Wat hier ook anders gaat: wassen! Ik had per ongeluk nieuwe handdoeken bij de overige was gedaan… álles paars

Zaterdagmiddag waren we uitgenodigd door de chirurg. Dat is een man die oorspronkelijk hier uit Nickerie komt, zijn familie woont ook nog hier. Zelf is hij naar Nederland verhuisd en daar opgeleid, maar hij komt ook 2x per jaar een paar weken hier werken. Het feestje was aan de rivier, op dezelfde plek als waar de afterparty van het symposium was. We dachten dat het iets met de Nederlandse specialisten zou zijn, maar het bleek een familiefeest omdat een neef van de chirurg jarig was! Toen we binnenkwamen, werden we super hartelijk ontvangen. We moesten meteen langs de snack-tafel om een bakje met lekkernijen op te halen en werden daarna naar een tafel gedirigeerd. Om het kwartier kwam er iemand vragen of we nog wel genoeg te drinken hadden, terwijl we het ook prima zelf konden pakken. Na een tijdje werden we naar de boot gedirigeerd, om een half uur lang de rivier op- en neer te racen. We voelden ons helemaal in de watten gelegd, wat een gastvrije mensen! Het filmpje is een leuke sfeerimpressie:

Ik hoopte dat door het schoonmaken en opruimen de muizen misschien een beetje zouden afhaken, maar helaas is niets minder waar. Elke ochtend vinden we weer overduidelijke sporen. Mijn netjes ingepakte broodje was half weg; de volgende ochtend waren bananen aangevreten; en de tomaten zijn ook stuk voor stuk de klos. Tja, de technische dienst van het ziekenhuis is ermee bezig en er ligt overal gif. Lotte en ik hebben ook bedacht dat we een logeerkat willen, zodat die af en toe zijn geur kan komen verspreiden en de muizen wegjagen. Hopelijk lukt dat om te organiseren!

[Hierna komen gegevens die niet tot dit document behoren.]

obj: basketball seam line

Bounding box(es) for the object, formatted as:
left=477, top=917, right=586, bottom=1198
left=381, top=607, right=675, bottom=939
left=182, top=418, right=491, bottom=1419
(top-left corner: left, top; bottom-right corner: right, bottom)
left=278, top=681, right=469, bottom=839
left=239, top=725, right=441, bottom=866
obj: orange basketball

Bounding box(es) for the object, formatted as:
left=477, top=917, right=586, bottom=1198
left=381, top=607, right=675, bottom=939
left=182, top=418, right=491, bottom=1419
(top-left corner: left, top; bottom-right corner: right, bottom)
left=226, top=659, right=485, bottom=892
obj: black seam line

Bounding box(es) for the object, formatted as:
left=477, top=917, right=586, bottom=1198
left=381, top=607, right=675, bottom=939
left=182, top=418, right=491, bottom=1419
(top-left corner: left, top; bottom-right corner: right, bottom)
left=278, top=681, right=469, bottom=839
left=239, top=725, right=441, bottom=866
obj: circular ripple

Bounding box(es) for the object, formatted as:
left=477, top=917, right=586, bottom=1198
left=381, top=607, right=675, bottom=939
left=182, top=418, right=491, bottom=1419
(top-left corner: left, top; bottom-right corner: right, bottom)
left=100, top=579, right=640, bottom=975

Afgelopen maandag zijn Lotte en ik voor het eerst naar de sportschool gegaan. Toegegeven, het was op Lotte’s initiatief, maar dat is wel goed voor me. Het is op 5 minuutjes fietsen en kost maar een tientje per maand, daarvoor kun je onbeperkt sporten. We zijn allebei niet echt (of: echt niet) sportschool types, maar eigenlijk vonden we het wel leuk! Het was lekker rustig, er stond een gezellig muziekje op, en bij elk apparaat was het een uitdaging om te ontdekken wat je ermee moest doen. We zijn ruim een uur bezig geweest en ik heb echt mijn best gedaan. Bij de nascholing werden we weer geadviseerd om haalbare doelen te stellen, dus ik begin met 2x per week. Vandaag (woensdag) hoefde ik dus nog niet en kon ik eindelijk de blog afmaken :).